Judge rejects Nickles’ effort to recover fees from lawyer

A federal judge has slapped down D.C. Attorney General Peter Nickles’ efforts to recover fees from a plaintiffs’ lawyer who Nickles claimed was exploiting the city’s beleaguered special education system with “frivolous” litigation.

Nickles alleged that lawyer John A. Straus filed a needless due process complaint on behalf of a mentally disabled girl who had already been helped by the schools and asked the court for some $1,750 in attorneys’ fees. U.S. District Judge Richard Roberts tossed Nickles’ complaint this week, rebuking the attorney general for wasting time and money.

“It is beyond ironic that D.C.’s attorney general complains with great flourish … about lawyers who help parents secure disabled children’s rights, when his client, the [schools] has been found repeatedly in this court to have violated the children’s rights,” Roberts wrote in a footnote to the 10-page decision. “It is particularly unclear how the attorney general’s choice to sue in federal court … and not sue in the more streamlined and far less costly small claims branch of our D.C. Superior Court furthers his interest in saving taxpayer money.”

Nickles didn’t respond Thursday to requests for comment. Roberts’ decision, dated Tuesday, is another blow to the city’s efforts to repair the $300 million special education system after decades of neglect. Nickles has called the system, which is the most expensive in the country, “a snake pit.”

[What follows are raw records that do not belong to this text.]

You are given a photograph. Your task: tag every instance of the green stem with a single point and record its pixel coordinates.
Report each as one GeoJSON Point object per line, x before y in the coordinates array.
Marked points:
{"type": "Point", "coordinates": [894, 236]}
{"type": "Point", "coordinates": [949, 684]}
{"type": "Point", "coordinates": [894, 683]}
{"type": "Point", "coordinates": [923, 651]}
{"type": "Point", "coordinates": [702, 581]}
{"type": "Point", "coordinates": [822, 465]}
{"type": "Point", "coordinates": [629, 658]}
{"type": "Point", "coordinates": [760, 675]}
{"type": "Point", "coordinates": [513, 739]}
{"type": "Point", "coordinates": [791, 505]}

He focused his wrath upon Straus and his firm, James E. Brown & Associates, who have helped turn special-ed litigation into a cottage industry. Federal law sets deadlines for evaluating and treating children with disabilities, and D.C. school officials routinely miss those deadlines. The failures have allowed lawyers like Straus to bill taxpayers millions in litigation fees. D.C. has more special-ed litigation than the 50 states combined.